Сказал это, правда, без мужественной нотки, со вздохом. Но он всегда такой…

Отец ушел ночевать в казарму, объяснил, что в военном городке много дел, на рассвете они отправляются. В то же утро покинул родной дом и Винька. Впервые в жизни. Мама отвела его на двор своей конторы, который назывался теперь по-военному — “сборный пункт”. И покатил Винька в деревню Полухино, что в сорока километрах от города. Покатил в кузове трехтонного ЗИСа, вместе с двадцатью другими мальчишками и девчонками и толстой вожатой Валей, которая то и дело вскрикивала, чтобы не вставали со скамеек и не перегибались через борт.

Сбоку от кабины полоскалось и реяло на ветру шелковое знамя с бахромой и кистями, с горящим на солнце наконечником. С золотыми словами, которые все знали наизусть: “К борьбе за дело Ленина-Сталина всегда готовы!”

Это алое трепыханье и встречный ветер прогнали из Виньки слезы, которые скопились внутри от прощания с мамой. И стало казаться, что впереди — праздник и приключения. И страха как ни бывало.

Страх вернулся, когда приехали в лагерь.

2

Оказалось, что опасения не напрасны. Витька Жухов с коровьим прозвищем Му ма — лагерный старожил и авторитет — сразу углядел в толпе новичков “милого ребенка” в желтых скрипучих сандаликах, в алой сатиновой испанке на аккуратной стрижке, в отглаженной белой рубашечке и вельветовых лямках с перекладинкой на груди. И, наверно, с растерянно приоткрытым пухлым ртом.

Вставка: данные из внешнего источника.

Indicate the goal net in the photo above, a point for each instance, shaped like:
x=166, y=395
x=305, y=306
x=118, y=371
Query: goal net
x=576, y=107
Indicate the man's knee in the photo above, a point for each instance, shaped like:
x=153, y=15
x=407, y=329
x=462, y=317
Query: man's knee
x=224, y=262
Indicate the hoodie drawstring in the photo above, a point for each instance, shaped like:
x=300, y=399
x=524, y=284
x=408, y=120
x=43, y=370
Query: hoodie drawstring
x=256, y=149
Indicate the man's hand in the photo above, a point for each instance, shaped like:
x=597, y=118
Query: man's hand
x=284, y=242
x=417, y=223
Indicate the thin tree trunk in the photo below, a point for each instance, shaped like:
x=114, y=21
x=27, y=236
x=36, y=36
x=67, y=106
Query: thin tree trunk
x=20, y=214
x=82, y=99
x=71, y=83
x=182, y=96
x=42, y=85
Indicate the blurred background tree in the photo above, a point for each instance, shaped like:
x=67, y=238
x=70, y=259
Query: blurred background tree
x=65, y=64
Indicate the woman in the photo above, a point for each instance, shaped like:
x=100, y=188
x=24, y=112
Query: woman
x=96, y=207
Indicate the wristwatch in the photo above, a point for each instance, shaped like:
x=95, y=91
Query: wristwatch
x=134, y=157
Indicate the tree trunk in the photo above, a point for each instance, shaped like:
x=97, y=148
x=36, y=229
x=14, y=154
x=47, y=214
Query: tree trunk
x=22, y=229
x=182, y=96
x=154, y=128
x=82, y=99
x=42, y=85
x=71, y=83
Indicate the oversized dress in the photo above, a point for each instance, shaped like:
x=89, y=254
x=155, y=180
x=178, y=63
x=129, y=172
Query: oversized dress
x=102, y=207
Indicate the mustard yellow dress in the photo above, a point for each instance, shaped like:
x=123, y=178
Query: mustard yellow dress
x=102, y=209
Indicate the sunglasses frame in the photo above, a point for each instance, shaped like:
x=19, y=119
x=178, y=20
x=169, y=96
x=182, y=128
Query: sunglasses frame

Ох как ненавидел Винька свою внешность примерного мальчика и пионера-ударника. Сколько раз приходилось, сжимая страх, доказывать делом, что он не “такой”, что “свой”. Неужели и сейчас?

Мума уперся в новичка жидко-рыжими глазами.

— Эй ты, Мотя! Ну-ка, иди сюда. Тебе говорю…

“Мотя” — значит еврей. Может, Мума решил так про Виньку Греева из-за его темной челки и похожих на сливы глаз? Неважно. Важно, что он, Мума, сволочь. Потому что лишь сволочи, белогвардейцы и фашисты могут издеваться над человеком за то, что он еврей. Винька слышал это от отца. И в книжках читал. В своей любимой повести Гайдара “Военная тайна” и в его же рассказе “Голубая чашка”.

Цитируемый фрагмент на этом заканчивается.